Study Guide

Eragon The Home

By Christopher Paolini

The Home

Eragon swayed blearily and said, "It's good to be back." […] Home. For the first time since before the hunt, he relaxed completely as sleep overtook him. (2.86)

You know how when you go away from home for a while, it just feels really good to be back? Things seem to make more sense to you, you know where everything is, and you just feel more relaxed. Well, that's how Eragon feels when he gets back from the hunt. Just imagine how he feels, then, when he loses his home in the Ra'zac attack.

"This is a small village hidden by mountains. It's not surprising that you've escaped notice. However, I wouldn't expect that to last." (3.53)

As Merlock points out here, Eragon's home is sheltered from the wider world. But not for long—the world comes knocking, and he's forced to leave that shelter behind.

Mother, aunt, uncle—he had lost them all. The weight of his grief was crushing, a monstrous force that left him tottering. (13.5)

After Garrow dies, we're reminded, through Eragon's grief, how much our sense of home is due to the people that inhabit it. If that tired old saying has any truth, and home is indeed "where the heart is," then a large part of Eragon's heart is with his family members who he's tragically lost.

"Your fate will be to leave this land forever. Where you will end up, I know not, but you will never again stand in Alagaësia." (26.55)

Gee, thanks, Angela. Here she gives Eragon a grim bit of news about his fortune: he's fated to leave his homeland, never to return again. Does that sound like he's doomed to you, or does it sound like he's liberated? Probably depends on how you see your home, right? For Eragon, it's the source of some major anxiety.

I don't want to leave Teirm, he suddenly realized. The time I've spent here has been—almost normal. What I would give not to keep uprooting myself. (27.14)

The routine Eragon establishes in the port city of Teirm—honing his fighting and magic skills, learning to read—gives him a sense of consistency and, well, a sense of home.

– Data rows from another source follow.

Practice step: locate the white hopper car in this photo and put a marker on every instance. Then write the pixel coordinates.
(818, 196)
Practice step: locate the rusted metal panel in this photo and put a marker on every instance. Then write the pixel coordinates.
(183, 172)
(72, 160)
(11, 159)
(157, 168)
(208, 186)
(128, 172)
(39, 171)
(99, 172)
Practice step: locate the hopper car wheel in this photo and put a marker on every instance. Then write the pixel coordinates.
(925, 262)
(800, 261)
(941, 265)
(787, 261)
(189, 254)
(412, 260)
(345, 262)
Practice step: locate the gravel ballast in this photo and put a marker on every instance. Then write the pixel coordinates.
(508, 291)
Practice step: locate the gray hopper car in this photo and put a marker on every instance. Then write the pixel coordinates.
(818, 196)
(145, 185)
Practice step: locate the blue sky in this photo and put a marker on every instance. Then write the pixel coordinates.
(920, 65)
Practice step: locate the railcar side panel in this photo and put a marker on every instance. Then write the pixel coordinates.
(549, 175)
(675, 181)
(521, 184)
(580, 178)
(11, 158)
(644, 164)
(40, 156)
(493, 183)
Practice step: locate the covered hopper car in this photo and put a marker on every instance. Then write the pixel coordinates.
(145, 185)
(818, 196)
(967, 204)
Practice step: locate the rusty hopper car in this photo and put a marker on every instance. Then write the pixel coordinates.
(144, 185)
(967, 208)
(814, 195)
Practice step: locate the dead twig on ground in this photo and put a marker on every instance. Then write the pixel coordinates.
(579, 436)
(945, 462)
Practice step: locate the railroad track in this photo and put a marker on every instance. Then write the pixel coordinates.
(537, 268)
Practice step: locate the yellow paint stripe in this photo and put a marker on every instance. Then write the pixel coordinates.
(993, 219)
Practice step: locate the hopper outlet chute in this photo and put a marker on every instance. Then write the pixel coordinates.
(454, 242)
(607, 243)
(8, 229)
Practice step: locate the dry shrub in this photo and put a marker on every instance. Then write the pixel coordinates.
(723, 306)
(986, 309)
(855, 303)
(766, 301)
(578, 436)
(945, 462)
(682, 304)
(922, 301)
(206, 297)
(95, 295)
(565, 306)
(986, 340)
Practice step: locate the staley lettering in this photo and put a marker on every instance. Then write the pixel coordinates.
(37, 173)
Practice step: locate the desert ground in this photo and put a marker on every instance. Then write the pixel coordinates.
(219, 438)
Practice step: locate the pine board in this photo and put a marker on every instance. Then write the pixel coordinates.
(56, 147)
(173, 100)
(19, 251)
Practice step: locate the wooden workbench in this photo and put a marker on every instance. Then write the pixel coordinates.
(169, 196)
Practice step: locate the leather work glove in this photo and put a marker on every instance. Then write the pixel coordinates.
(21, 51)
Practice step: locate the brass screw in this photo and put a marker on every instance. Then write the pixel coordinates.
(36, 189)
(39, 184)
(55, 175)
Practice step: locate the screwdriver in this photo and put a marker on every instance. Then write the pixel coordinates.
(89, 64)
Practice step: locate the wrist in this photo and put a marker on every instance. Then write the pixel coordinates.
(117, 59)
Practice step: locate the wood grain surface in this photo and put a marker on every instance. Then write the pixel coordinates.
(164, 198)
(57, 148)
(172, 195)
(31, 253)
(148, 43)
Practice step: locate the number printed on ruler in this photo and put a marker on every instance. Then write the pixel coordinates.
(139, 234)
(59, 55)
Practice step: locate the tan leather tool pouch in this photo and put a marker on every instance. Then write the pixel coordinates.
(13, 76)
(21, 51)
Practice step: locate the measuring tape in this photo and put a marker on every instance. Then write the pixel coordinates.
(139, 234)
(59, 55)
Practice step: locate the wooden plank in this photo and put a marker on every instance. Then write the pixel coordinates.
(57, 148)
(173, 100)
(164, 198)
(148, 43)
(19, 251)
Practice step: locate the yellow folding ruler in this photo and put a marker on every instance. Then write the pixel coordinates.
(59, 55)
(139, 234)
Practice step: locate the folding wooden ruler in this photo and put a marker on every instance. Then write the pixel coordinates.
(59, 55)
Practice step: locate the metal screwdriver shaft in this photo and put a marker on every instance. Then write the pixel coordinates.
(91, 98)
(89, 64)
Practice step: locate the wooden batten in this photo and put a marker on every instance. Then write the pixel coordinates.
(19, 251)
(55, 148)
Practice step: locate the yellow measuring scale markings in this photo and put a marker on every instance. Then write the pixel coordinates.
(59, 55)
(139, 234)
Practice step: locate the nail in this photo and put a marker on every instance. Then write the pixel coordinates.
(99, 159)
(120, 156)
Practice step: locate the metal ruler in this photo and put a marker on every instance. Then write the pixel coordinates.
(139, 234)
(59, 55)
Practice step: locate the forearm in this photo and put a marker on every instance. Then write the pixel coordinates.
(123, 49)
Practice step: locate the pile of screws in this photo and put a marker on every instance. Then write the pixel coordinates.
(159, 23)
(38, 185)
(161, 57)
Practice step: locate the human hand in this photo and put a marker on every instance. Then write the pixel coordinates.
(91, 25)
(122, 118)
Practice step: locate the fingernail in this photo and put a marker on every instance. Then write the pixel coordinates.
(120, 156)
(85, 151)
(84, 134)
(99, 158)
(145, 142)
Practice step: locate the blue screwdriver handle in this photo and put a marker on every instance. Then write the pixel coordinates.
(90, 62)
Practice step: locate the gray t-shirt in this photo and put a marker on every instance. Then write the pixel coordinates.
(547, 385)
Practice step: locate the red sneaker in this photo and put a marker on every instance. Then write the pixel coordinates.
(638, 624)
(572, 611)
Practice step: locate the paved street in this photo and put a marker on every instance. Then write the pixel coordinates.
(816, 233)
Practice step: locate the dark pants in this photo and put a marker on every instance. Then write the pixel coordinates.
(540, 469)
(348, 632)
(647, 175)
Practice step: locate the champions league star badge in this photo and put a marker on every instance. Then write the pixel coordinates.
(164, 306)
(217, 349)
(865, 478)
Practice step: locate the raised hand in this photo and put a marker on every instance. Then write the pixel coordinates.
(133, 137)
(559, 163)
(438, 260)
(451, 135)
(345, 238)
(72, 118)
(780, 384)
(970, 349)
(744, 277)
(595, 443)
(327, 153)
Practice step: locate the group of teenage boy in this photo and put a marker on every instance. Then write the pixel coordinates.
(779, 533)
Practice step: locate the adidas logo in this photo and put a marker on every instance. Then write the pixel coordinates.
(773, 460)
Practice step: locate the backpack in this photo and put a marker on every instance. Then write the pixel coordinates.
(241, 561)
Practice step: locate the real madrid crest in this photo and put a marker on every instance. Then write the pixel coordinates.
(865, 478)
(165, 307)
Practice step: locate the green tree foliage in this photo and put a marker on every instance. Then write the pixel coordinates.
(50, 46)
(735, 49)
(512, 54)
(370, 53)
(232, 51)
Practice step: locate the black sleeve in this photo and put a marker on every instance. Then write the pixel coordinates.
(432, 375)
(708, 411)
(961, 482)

But alas, putting down roots is not in the hero's cards.

What is it you want? she asked, suddenly sour. To go back to your previous life? You know that won't happen, so stop mooning after it! (33.43)

Good ol' Saphira—she's always good for a kick in Eragon's pants. When he gets down or mopey, she's there with a big bucket of ice cold reality to dump on his head. In this case, she tells Eragon to accept the loss of his home and prior life. He needs to accept his fate, including the loss of his home life, if he's going to be a successful Rider. Does that strike you as good advice?

"I do not belong to either the Varden or the Empire. Nor do I owe allegiance to any man but myself." (38.8)

Murtagh: loner extraordinaire. Though we get more of Murtagh's back-story later in the novel, he appears initially as a man who is utterly without a home, save for himself. Like a snail, he seems to carry his home with him wherever he goes. He's way more deadly than your average snail, though. Do you think Murtagh's independence, not being tied to a home, is a benefit or a drawback for him?

Their surroundings were so foreign—it struck him for the first time exactly how far he was from home. A destroyed home, but still where his heart lay. (53.85)

In Tronjheim, surrounded by strangers, Eragon is struck full force by how far he's come. Even though his home is nothing more than matchsticks, thanks to those creepy Ra'zac, he still longs for it. What do you think Eragon misses, exactly? Is it the people? The scenery? Customs? All of it?

Durza as a young boy living as a nomad with his parents on the empty plains. […] Only it was not Durza then, but Carsaib. (58.67)

Just before he plunges his sword into his heart, Eragon is granted access to the Shade's memories via mental link. Does Durza the Shade's memories of home somehow make him less of a monster in your eyes? Does his fond attachment to home make him more human? Do you pity him in this moment? Or do you still wish the creep would get his just desserts?

Come to me Eragon, for I have answers to all you ask. You will not be safe until you find me. (59.11)

At the end of the novel, as Eragon recovers from the battle of Farthen Dûr, the Cripple Who is Whole enters Eragon's mind, promising safety and answers. What do you make of this invitation? Isn't his voice essentially promising the comforts of home to Eragon? The fact that Eragon's entire time has been spent on the road, fighting hostile forces, seems to make this invitation all the more…well, inviting. Eragon's final words in the book then, seem to suggest that he's off to seek the home that he lost at the book's very beginning.